Problem 51

Question

Investment Portfolio A total of \(\$ 24,000\) is invested in two corporate bonds that pay 3.5\(\%\) and 5\(\%\) simple interest. The investor wants an annual interest income of \(\$ 930\) from the investments. What amount should be invested in the 3.5\(\%\) bond?

Step-by-Step Solution

Verified
Answer
To find the amount invested in the 3.5% bond, solve the equation to find the value of x.
1Step 1: Set up the equation for the invested amounts
Let's call the amount to be invested in the 3.5% bond x. Therefore the amount to be invested in the 5% bond is ($24,000 - x).
2Step 2: Set up the equation for the interest amounts
The total interest is the sum of the interest from both investments. This means 0.035*x (interest from the 3.5% investment) + 0.05*($24,000 - x) (interest from the 5% investment) = $930.
3Step 3: Solve the equation
Now, solve the equation above. This will result in a linear equation in x that can be solved by standard methods.

Key Concepts

Interest CalculationLinear EquationInvestment Portfolio
Interest Calculation
Understanding the concept of interest calculation is crucial when dealing with any form of investment or loan. The interest can be thought of as the cost of using someone else's money. In the context of investments, it's the amount earned on the invested capital.

There are two main types of interest: simple interest and compound interest. Simple interest is calculated only on the principal amount, or the initial sum of money that is put into the investment. In contrast, compound interest is calculated on the principal amount and also on the accumulated interest of previous periods.

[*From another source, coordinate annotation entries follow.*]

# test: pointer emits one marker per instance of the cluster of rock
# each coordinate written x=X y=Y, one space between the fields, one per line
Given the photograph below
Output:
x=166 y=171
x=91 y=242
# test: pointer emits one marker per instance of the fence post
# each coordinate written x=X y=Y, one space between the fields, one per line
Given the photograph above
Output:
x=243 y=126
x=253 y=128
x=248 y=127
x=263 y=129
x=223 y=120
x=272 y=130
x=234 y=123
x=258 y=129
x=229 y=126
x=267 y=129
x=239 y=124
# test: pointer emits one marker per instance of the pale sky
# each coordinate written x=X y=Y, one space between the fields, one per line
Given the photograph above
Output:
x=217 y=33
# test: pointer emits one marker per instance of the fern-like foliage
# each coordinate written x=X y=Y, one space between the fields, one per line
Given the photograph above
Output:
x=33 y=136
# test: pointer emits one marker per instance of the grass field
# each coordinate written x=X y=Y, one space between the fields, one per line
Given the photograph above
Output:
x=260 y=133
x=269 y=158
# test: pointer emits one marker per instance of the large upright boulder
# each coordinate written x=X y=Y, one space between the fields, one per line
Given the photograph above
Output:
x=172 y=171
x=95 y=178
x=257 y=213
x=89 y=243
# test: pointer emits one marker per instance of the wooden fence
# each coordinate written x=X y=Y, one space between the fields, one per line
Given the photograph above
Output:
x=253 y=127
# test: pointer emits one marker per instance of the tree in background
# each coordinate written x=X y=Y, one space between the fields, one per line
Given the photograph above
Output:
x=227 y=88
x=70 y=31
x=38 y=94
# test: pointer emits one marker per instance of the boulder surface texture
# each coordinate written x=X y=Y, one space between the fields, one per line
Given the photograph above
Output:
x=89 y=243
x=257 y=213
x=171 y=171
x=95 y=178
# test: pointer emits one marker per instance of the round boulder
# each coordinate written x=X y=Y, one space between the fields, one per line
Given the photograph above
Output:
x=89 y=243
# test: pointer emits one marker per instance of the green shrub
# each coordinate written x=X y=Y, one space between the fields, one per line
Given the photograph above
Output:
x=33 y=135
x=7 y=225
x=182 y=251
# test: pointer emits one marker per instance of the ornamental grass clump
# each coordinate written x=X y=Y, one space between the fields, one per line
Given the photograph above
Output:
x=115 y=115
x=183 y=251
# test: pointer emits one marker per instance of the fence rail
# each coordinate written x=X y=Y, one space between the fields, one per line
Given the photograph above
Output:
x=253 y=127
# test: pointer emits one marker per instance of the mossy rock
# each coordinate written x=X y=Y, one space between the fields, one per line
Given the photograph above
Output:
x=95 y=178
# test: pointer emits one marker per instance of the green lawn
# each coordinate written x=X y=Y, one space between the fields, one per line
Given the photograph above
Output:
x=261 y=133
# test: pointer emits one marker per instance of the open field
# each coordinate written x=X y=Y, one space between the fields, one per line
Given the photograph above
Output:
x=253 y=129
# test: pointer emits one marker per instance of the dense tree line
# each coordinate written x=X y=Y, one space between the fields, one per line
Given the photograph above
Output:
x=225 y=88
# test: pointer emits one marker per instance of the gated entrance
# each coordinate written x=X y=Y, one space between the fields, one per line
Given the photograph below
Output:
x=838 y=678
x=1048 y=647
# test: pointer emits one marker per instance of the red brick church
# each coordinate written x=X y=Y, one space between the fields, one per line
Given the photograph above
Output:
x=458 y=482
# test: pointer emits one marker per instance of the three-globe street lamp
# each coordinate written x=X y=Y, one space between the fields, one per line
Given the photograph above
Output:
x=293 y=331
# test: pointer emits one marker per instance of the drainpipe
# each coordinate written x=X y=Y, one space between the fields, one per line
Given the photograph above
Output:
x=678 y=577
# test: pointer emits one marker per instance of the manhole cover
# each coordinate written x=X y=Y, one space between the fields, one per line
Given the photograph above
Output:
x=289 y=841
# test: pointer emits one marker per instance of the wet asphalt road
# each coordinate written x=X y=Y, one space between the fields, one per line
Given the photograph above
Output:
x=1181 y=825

The formula for calculating simple interest is given by: \[I = P \times r \times t\]where I represents the interest earned, P is the principal amount, r is the annual interest rate in decimal form, and t is the time the money is invested for, in years.

Applying this formula to solve textbook exercises, students need to understand each component. For instance, an annual interest rate of 3.5% should be converted into a decimal for calculation purposes as 0.035. This helps in setting up the correct equations for interest-related investment problems, like the one described in the exercise.
Linear Equation
In mathematics, a linear equation is an algebraic equation in which each term is either a constant or the product of a constant and a single variable. Linear equations can be represented in the form: \[ax + b = 0\]where a and b are constants, and x represents the variable. They are called 'linear' because when plotted on a graph, they produce a straight line.

Solving linear equations is a fundamental skill in algebra. The solution involves finding the value of the variable that makes the equation true. In the context of the original exercise, step 2 and 3 revolve around setting up and solving a linear equation through a process of isolating the variable: rearranging the terms, combining like terms, and finally dividing by the coefficient of the variable.

The problem provided is an example of how linear equations are used in financial mathematics to determine the distribution of funds within an investment portfolio. By solving the linear equation set up in step 2, one can determine how much money to invest in each bond to meet the desired interest income, showcasing the practical applications of algebra in real life.
Investment Portfolio
An investment portfolio is a collection of assets owned by an individual or institution designed to achieve a desired financial goal. This can encompass a wide range of asset classes, such as stocks, bonds, mutual funds, and real estate, among others. The choice of investments in a portfolio depends on various factors, including risk tolerance, time horizon, and financial goals.

When building an investment portfolio, diversification is a key concept. This involves allocating investments among different financial instruments, industries, and other categories to minimize the risk of loss. A well-diversified portfolio can provide a more stable return because various investments will react differently to the same economic event.

In our original exercise, the investment portfolio comprises two different corporate bonds with varying interest rates. The investor aims to achieve a target interest income, which requires strategic allocation of capital among the bonds. By calculating the appropriate amount to invest in the 3.5% and 5% bonds, the investor manages the portfolio to meet the desired financial outcome, illustrating how mathematical concepts directly assist in making informed investment decisions.